それは、命の始まりの地であり、心の荒波を整える道場であり、そして――じぃじにとっては孫の才能を目覚めさせるための、究極の修行場でもある。
今朝、ママがふと漏らした。
「今日は、海行ってみようか。天気もいいし、じぃじ、ヒマでしょ?」
その一言に、じぃじの脳内で、過去の浜辺バトルの記憶が走馬灯のようによみがえる。
潮の流れ、波のタイミング、浜風の罠、砂の熱さ、クラゲの策略――すべてが蘇る。
だが、今日は違う。
相手は海ではない。
守るべき存在がいる。そう、小学二年生、8歳の男児。
この夏、彼を「ただの少年」から「海の戦士」へと導く使命が、じぃじに課せられたのだ。
母親であるママは日焼け止めを塗りながら、
「まあ、海っていってもそんなに危険ないでしょ~?」と軽い調子。
違う。違うんじゃ。
じぃじの視界にはすでに、波の奥にひそむ“引っ張りおじさん(離岸流)”、
砂に潜む“地雷(焼けた貝殻)”、風に舞う“パラソルブーメラン”の姿が浮かんでいる。
孫よ、見ていろ。
このじぃじが、すべてを制し、すべてを教え、そして最高の思い出を、
潮の香りとともに、おぬしの胸に刻んでくれるわい――。
こうして、令和の浜辺に新たなる伝説が刻まれる。
じぃじ、フルパワー出陣の時。
さあ、戦場は海じゃ!!🩷
その日は朝から青空が張り切っていた。
雲ひとつない晴天。
つまり、それはすなわち“敵の全力態勢”である。
ママは「わぁ~海きれい~」とスマホで撮影大会。
孫はすでにテンションMAXで浮き輪を腰に装着し、謎のダッシュを繰り返している。
そしてその後ろに立つ、ひとりの男。じぃじ。
彼はすでに勝負に挑む顔をしていた。
「よいか、おぬしら……この砂浜は、ただの白い大地と思うなよ」
じぃじはまず、足元にタオルを広げ、手のひらで砂をすくった。
一瞬で理解したようにうなずく。
「これは、鉄板焼きレベルじゃのう……」
そう、この白砂。
見た目に反して、温度は40度超えも珍しくない灼熱の拷問エリア。
油断してサンダルを脱ごうものなら、足の裏が悲鳴を上げて昇天しかねない。
孫はすでに「うぉおお!」と叫びながらジャンプで進もうとしていた。
「ストップじゃ!」
じぃじは孫の腕をキャッチ。
突然“背負い投げ”でも始めるのかという構え。
「おぬし、まずは『日焼け止めの儀』を済ませよ。これを怠る者は、午後から“皮むけモンスター”と化す運命にある」
日焼け止め。
しかもスプレーではない。
じぃじの持参した“白くて伸びにくいクリームタイプ”。
しかも、“顔面白塗り+耳裏仕上げ”という念の入れようで、孫は途中で「これ戦隊ヒーローの変身かよ~」と笑いながらも、ちょっとワクワクしていた。
そしていよいよ、ビーチ陣取り合戦が始まる。
ママは「このへんでいっか~」と砂の上にバッグを下ろしかけたが、すかさずじぃじが割って入る。

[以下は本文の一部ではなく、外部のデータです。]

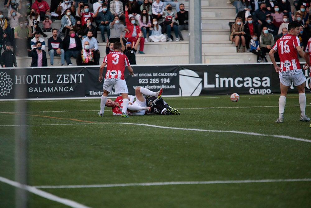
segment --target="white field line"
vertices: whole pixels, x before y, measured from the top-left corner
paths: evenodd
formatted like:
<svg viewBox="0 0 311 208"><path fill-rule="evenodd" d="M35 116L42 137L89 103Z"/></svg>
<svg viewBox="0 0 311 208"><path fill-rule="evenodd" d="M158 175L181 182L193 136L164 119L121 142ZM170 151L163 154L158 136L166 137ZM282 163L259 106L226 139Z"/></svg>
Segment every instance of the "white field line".
<svg viewBox="0 0 311 208"><path fill-rule="evenodd" d="M90 208L83 204L79 204L72 200L62 198L55 195L51 194L41 190L39 190L34 186L30 186L25 184L22 184L15 181L11 181L5 178L0 176L0 181L7 184L11 185L17 188L22 189L28 191L29 192L42 196L43 198L49 199L52 201L56 201L61 204L69 206L75 208Z"/></svg>
<svg viewBox="0 0 311 208"><path fill-rule="evenodd" d="M184 185L194 184L214 184L230 183L267 183L274 182L296 182L311 181L311 178L295 179L265 179L260 180L241 181L172 181L152 183L133 183L110 184L92 184L90 185L72 185L67 186L37 186L33 187L37 188L61 189L81 188L105 188L132 186L151 186L165 185Z"/></svg>
<svg viewBox="0 0 311 208"><path fill-rule="evenodd" d="M311 106L311 105L307 105L306 107ZM267 106L239 106L234 107L208 107L207 108L179 108L179 110L189 110L196 109L232 109L232 108L277 108L278 107L277 105L272 105ZM299 105L287 105L286 107L299 107ZM63 112L93 112L98 111L98 110L59 110L59 111L27 111L26 113L61 113ZM111 111L112 110L110 108L105 110L105 111ZM1 112L0 113L25 113L25 112Z"/></svg>
<svg viewBox="0 0 311 208"><path fill-rule="evenodd" d="M265 134L264 134L259 133L255 132L240 132L236 131L223 131L221 130L208 130L207 129L200 129L197 128L177 128L177 127L171 127L168 126L156 126L156 125L152 125L149 124L145 124L143 123L63 123L63 124L30 124L28 125L25 125L27 126L60 126L60 125L90 125L90 124L124 124L125 125L137 125L139 126L148 126L149 127L155 127L156 128L168 128L172 129L175 129L177 130L185 130L188 131L195 131L205 132L219 132L220 133L234 133L241 134L246 134L247 135L252 135L253 136L258 136L263 137L276 137L276 138L280 138L283 139L291 139L297 141L300 141L302 142L305 142L311 143L311 140L303 139L300 138L297 138L296 137L293 137L288 136L285 135L274 135ZM19 125L16 126L16 125L0 125L0 127L9 127L9 126L19 126Z"/></svg>

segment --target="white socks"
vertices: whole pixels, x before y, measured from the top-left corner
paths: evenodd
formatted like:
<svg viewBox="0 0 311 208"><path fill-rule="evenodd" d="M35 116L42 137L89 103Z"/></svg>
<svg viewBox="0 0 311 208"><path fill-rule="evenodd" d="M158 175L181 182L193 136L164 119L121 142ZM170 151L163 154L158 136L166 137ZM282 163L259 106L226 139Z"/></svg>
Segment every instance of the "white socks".
<svg viewBox="0 0 311 208"><path fill-rule="evenodd" d="M155 92L152 92L151 90L149 90L147 88L144 87L141 87L140 91L146 95L152 95L155 97L156 97L156 93Z"/></svg>
<svg viewBox="0 0 311 208"><path fill-rule="evenodd" d="M100 98L100 113L104 114L104 109L105 108L105 105L107 101L107 96L102 95Z"/></svg>
<svg viewBox="0 0 311 208"><path fill-rule="evenodd" d="M123 99L122 105L123 107L122 109L122 113L124 113L126 114L126 110L128 109L128 99L127 98Z"/></svg>
<svg viewBox="0 0 311 208"><path fill-rule="evenodd" d="M279 118L282 117L284 113L284 109L285 108L285 103L286 102L286 97L283 95L281 95L279 99Z"/></svg>
<svg viewBox="0 0 311 208"><path fill-rule="evenodd" d="M300 111L301 112L301 115L304 116L305 114L306 110L305 93L299 93L299 104L300 105Z"/></svg>

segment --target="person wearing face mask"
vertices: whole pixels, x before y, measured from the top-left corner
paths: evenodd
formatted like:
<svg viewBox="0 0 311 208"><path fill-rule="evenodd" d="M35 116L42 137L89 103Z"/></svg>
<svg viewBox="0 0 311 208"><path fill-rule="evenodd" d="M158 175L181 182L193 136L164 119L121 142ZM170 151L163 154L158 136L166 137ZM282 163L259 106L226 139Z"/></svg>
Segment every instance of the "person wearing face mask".
<svg viewBox="0 0 311 208"><path fill-rule="evenodd" d="M14 29L18 25L18 19L20 17L20 14L14 9L11 10L11 12L7 15L7 18L10 21L11 28Z"/></svg>
<svg viewBox="0 0 311 208"><path fill-rule="evenodd" d="M76 19L71 15L71 12L70 9L67 9L65 11L65 14L62 17L61 24L62 27L59 29L64 34L64 36L68 35L69 31L72 29L73 26L76 24Z"/></svg>
<svg viewBox="0 0 311 208"><path fill-rule="evenodd" d="M152 19L152 29L151 31L151 35L149 36L149 39L150 41L151 42L166 42L166 37L162 34L162 29L161 26L159 25L156 18L154 18Z"/></svg>
<svg viewBox="0 0 311 208"><path fill-rule="evenodd" d="M98 25L98 28L100 31L101 39L103 42L105 41L105 31L107 32L108 38L110 38L110 29L109 25L114 20L114 17L110 12L108 11L107 4L105 3L102 3L102 11L99 12L98 15L95 18L95 22Z"/></svg>
<svg viewBox="0 0 311 208"><path fill-rule="evenodd" d="M247 17L247 22L244 24L244 32L245 35L245 43L246 49L248 51L249 49L249 41L252 39L252 36L254 34L258 34L258 29L257 26L253 21L253 17L250 15Z"/></svg>
<svg viewBox="0 0 311 208"><path fill-rule="evenodd" d="M140 37L142 35L142 32L141 31L139 32L138 35ZM121 36L121 37L122 36ZM133 47L132 46L132 43L130 42L128 42L125 44L124 46L123 42L121 42L122 46L122 51L128 59L128 60L131 64L136 64L136 52L137 51L137 47L139 42L136 41L135 43L135 45ZM134 43L135 42L133 42Z"/></svg>
<svg viewBox="0 0 311 208"><path fill-rule="evenodd" d="M147 31L149 32L148 36L151 35L151 22L150 21L150 16L148 15L147 10L143 9L140 15L140 18L138 21L139 27L142 31L145 38L145 41L148 42L147 38Z"/></svg>
<svg viewBox="0 0 311 208"><path fill-rule="evenodd" d="M78 7L78 14L81 17L81 24L82 26L84 26L86 23L86 21L90 19L91 22L93 21L93 18L95 18L98 15L98 10L100 7L99 7L95 12L95 13L93 13L90 12L89 6L87 4L84 4L84 12L81 12L80 7Z"/></svg>
<svg viewBox="0 0 311 208"><path fill-rule="evenodd" d="M175 15L175 20L178 20L179 24L178 25L178 36L180 41L183 41L183 38L180 31L182 30L189 30L189 12L185 10L185 5L181 3L179 5L180 11L177 12Z"/></svg>
<svg viewBox="0 0 311 208"><path fill-rule="evenodd" d="M66 10L69 9L70 12L73 14L75 12L75 2L72 2L69 0L64 0L62 3L61 2L57 7L57 10L60 12L62 15L66 14Z"/></svg>
<svg viewBox="0 0 311 208"><path fill-rule="evenodd" d="M284 14L286 14L287 17L290 17L289 20L290 22L292 21L291 17L291 7L290 6L290 3L288 1L288 0L281 0L280 1L279 4L279 12L282 12Z"/></svg>
<svg viewBox="0 0 311 208"><path fill-rule="evenodd" d="M95 65L93 51L90 49L88 41L84 42L83 48L79 51L76 62L77 66L89 66Z"/></svg>
<svg viewBox="0 0 311 208"><path fill-rule="evenodd" d="M278 35L281 34L283 28L286 28L287 29L289 24L289 22L288 22L288 16L286 14L284 14L283 15L283 22L279 27L279 31L277 32Z"/></svg>
<svg viewBox="0 0 311 208"><path fill-rule="evenodd" d="M116 42L120 42L121 43L123 42L123 44L125 44L126 40L122 37L121 38L120 40L120 34L127 29L126 27L120 22L118 16L115 17L114 21L109 24L109 29L110 30L109 42L113 43Z"/></svg>
<svg viewBox="0 0 311 208"><path fill-rule="evenodd" d="M139 53L144 54L144 45L145 43L145 39L142 38L142 36L139 36L140 32L141 31L139 27L135 23L135 18L133 17L132 17L130 18L128 17L128 8L127 6L125 6L125 23L126 24L126 27L128 29L125 33L125 37L127 38L128 42L131 43L137 43L139 42ZM135 43L133 43L135 44Z"/></svg>
<svg viewBox="0 0 311 208"><path fill-rule="evenodd" d="M266 23L263 24L263 26L267 27L268 28L269 32L272 34L272 35L275 36L277 35L277 28L272 22L271 16L267 16L266 18Z"/></svg>
<svg viewBox="0 0 311 208"><path fill-rule="evenodd" d="M20 20L19 25L14 30L14 44L19 46L14 47L14 53L16 56L27 56L28 37L32 36L32 33L29 25L25 26L24 23L22 20ZM30 42L30 41L29 42Z"/></svg>
<svg viewBox="0 0 311 208"><path fill-rule="evenodd" d="M44 0L36 0L32 4L31 8L35 9L37 13L39 14L41 19L44 19L46 15L51 18L50 7Z"/></svg>
<svg viewBox="0 0 311 208"><path fill-rule="evenodd" d="M28 56L31 57L31 67L47 66L46 53L42 50L41 42L37 41L36 43L36 47L32 50L28 49Z"/></svg>
<svg viewBox="0 0 311 208"><path fill-rule="evenodd" d="M3 67L6 68L12 68L13 65L15 67L17 67L17 64L16 63L16 57L14 53L11 50L12 44L11 42L7 43L6 46L6 50L1 55L1 64Z"/></svg>
<svg viewBox="0 0 311 208"><path fill-rule="evenodd" d="M69 35L64 38L63 41L63 47L65 51L65 60L68 66L72 66L72 63L70 60L72 56L77 58L79 51L82 50L81 41L75 34L73 30L69 31Z"/></svg>
<svg viewBox="0 0 311 208"><path fill-rule="evenodd" d="M256 10L253 16L253 20L257 25L258 31L261 32L262 27L266 22L266 17L271 12L267 9L267 5L265 3L260 4L260 8Z"/></svg>
<svg viewBox="0 0 311 208"><path fill-rule="evenodd" d="M86 41L89 42L90 49L92 50L94 53L94 61L95 65L99 64L99 59L100 57L100 51L98 50L98 46L96 39L93 36L92 31L89 31L86 34L87 37L82 40L82 45L83 45Z"/></svg>
<svg viewBox="0 0 311 208"><path fill-rule="evenodd" d="M274 38L272 34L269 32L267 27L262 27L262 31L259 38L260 49L265 62L268 62L266 53L268 53L274 45Z"/></svg>

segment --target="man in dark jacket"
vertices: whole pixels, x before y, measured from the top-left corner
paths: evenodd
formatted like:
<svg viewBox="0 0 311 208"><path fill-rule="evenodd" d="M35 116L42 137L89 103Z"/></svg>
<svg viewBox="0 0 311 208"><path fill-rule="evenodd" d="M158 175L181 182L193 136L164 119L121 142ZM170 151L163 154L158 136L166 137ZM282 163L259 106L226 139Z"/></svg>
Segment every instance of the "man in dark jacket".
<svg viewBox="0 0 311 208"><path fill-rule="evenodd" d="M38 41L36 42L36 47L32 50L28 49L28 56L32 57L31 67L47 66L46 54L43 50L41 50L42 44Z"/></svg>
<svg viewBox="0 0 311 208"><path fill-rule="evenodd" d="M9 68L13 67L13 65L15 67L17 67L16 64L16 58L14 53L11 51L11 43L8 42L7 43L6 50L2 53L1 57L1 65L3 67Z"/></svg>
<svg viewBox="0 0 311 208"><path fill-rule="evenodd" d="M79 51L82 49L80 38L76 35L73 30L71 30L69 31L69 35L64 38L63 47L65 51L65 60L68 66L72 66L70 57L72 56L76 59Z"/></svg>

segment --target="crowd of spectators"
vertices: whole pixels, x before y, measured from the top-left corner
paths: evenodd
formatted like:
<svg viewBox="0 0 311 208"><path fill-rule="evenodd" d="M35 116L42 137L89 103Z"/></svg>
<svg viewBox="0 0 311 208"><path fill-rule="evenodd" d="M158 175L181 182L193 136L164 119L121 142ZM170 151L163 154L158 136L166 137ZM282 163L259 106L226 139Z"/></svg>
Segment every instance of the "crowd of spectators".
<svg viewBox="0 0 311 208"><path fill-rule="evenodd" d="M78 65L98 65L98 31L109 51L113 49L111 44L121 41L135 64L138 45L138 52L144 54L145 42L172 41L172 31L175 41L182 41L180 31L188 30L188 13L177 0L53 0L50 7L45 0L5 3L7 15L0 11L0 55L3 49L4 57L13 54L15 60L2 64L0 59L2 67L16 66L16 56L26 56L32 57L31 66L45 66L46 53L52 66L55 56L60 57L62 66L65 61L72 65L72 57ZM57 19L60 27L52 29ZM47 32L52 34L47 41Z"/></svg>
<svg viewBox="0 0 311 208"><path fill-rule="evenodd" d="M240 52L242 47L242 52L257 55L258 62L267 62L266 53L276 40L287 34L287 26L291 22L300 25L299 37L302 48L305 48L311 34L310 2L294 1L292 9L288 0L229 0L228 3L236 9L230 39L235 43L237 52ZM277 61L277 56L276 53Z"/></svg>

「その場所、あと1時間で波に飲まれる場所じゃ。見よ、この潮のライン……わしが若いころ、ここでクーラーボックスが海に連れ去られた」
ママ、目をぱちくり。
孫、「えっそんなの見えるの?」と尊敬のまなざし。
じぃじ、静かにうなずきながら、棒で地面に影をさして言った。
「影の向きと太陽の高さで、おおよその潮位が読めるんじゃ。これぞ“影時計”……昔の男は、腕時計より影を信じたものよ」
結果、彼らは浜辺の絶妙な安全地帯に、じぃじ流“パラソル城”を築くことになる。
風向きを読み、日差しを予測し、海風に立ち向かうように斜めに打ち込まれる傘。
その傘を支えるのは、じぃじの知恵と、ペグと、あとママの予備タオルで即席に巻かれた補強結び。
まるで戦陣のごとし。
「ふふふ、これで本拠地は盤石じゃ。さあ、孫よ。次は波と対話する時間じゃ🩷」
それはまだ、ほんの序章にすぎなかった。
浜辺に立つ男、じぃじ。
彼の背中に、夏の太陽がまぶしく光っていた。
じぃじが選んだ場所は、波も届かぬ安全地帯、日差しも角度によって弱まる戦略的ポジション。

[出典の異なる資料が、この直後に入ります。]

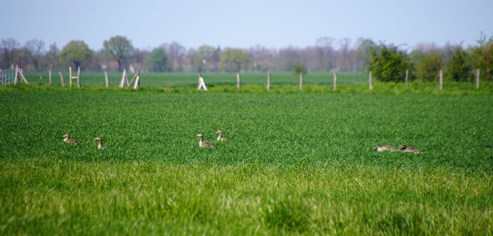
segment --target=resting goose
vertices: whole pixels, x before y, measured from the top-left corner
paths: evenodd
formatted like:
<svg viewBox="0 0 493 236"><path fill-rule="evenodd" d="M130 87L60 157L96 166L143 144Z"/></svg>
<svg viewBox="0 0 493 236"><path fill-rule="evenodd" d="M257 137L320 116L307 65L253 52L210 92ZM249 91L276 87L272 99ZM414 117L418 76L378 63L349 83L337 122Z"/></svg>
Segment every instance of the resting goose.
<svg viewBox="0 0 493 236"><path fill-rule="evenodd" d="M391 152L393 151L397 151L397 149L394 147L393 146L390 146L388 145L386 145L384 146L375 146L373 150L377 152L381 152L383 151L390 151Z"/></svg>
<svg viewBox="0 0 493 236"><path fill-rule="evenodd" d="M199 146L201 147L213 147L214 144L209 142L204 141L204 135L202 134L197 135L197 137L200 137L200 141L199 141Z"/></svg>
<svg viewBox="0 0 493 236"><path fill-rule="evenodd" d="M73 138L69 138L68 134L66 134L64 135L63 137L65 138L63 139L63 141L65 142L70 142L70 143L74 143L75 144L80 142L80 141L79 141L77 139L74 139Z"/></svg>
<svg viewBox="0 0 493 236"><path fill-rule="evenodd" d="M103 141L101 139L101 137L98 137L94 139L96 141L99 141L99 144L98 144L98 149L99 150L104 149L106 148L106 146L103 145Z"/></svg>
<svg viewBox="0 0 493 236"><path fill-rule="evenodd" d="M219 134L219 136L217 137L217 141L227 141L229 140L229 138L227 137L222 137L222 131L218 130L216 131L216 134Z"/></svg>
<svg viewBox="0 0 493 236"><path fill-rule="evenodd" d="M405 145L401 145L397 148L397 149L403 152L414 152L415 153L418 153L423 151L422 150L419 149L416 147L408 147Z"/></svg>

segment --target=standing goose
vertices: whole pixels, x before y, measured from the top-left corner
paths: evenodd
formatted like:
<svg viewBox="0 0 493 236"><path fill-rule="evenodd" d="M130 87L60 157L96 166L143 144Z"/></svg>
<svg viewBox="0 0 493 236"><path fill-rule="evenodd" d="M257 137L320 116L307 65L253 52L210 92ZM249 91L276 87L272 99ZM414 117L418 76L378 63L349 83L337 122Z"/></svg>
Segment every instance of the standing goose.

そこで始まるのは、静かなる建設作業――名付けて“パラソル城築城の儀”。
ママが涼しげに言う。「パラソルって、ただぶっさせばいいんでしょ?」
じぃじ、即座にため息ひとつ。
「甘い。そんな考えで夏を制することはできぬ」
まず、パラソルのポールを差す場所には、じぃじが掘った“砂の井戸”が現れる。
そう、ただの穴ではない。
あれは風を分散させ、倒壊を防ぐ要塞の土台。
その深さ、じぃじの経験により約30センチ。
孫はスコップで「ぼくがやる!」と大興奮。
まるで城づくりゲームが現実になったかのよう。
「風向き、南南西じゃな……よし、斜め打ち込み戦法でいく」
そうつぶやくじぃじは、もはや戦場カメラマンのような顔つきで空を見上げる。
そしてそのポールを、少し傾けながら砂にねじ込み、さらにはあらかじめ用意していたペグ(じぃじ私物、年季入り)で固定していく姿に、孫もママも感嘆の声を漏らす。
そして――運命の瞬間。
その時、突然、海から「ビュオオオ……ッ」と風が舞い、パラソルがわずかに揺れる!
ママが「えっ倒れない!?」と叫ぶより早く、じぃじが素早くタオルで根本を縛り、バッグのベルトでさらに補強。
すでに動きは職人芸。
孫が思わず「じぃじ、忍者!?」と声を上げると、じぃじはニカッと笑ってこう言った。
「これが“風の舞”じゃ。受け流すのが極意じゃのう」
だが、風だけではない。真の敵は“潮”である。
見よ、あの遠くからじわじわと攻めてくる海水。
油断すると足元のレジャーシートを濡らし、タオルを塩まみれにし、クーラーボックスを連れていく、その静かな脅威。
「ママ、あそこに置いたバッグ……じわじわ来てるよ!」と孫。
「あっ、うそ、やだ濡れるー!!」とママがバッグを抱えて走る横で、じぃじは重々しくうなずく。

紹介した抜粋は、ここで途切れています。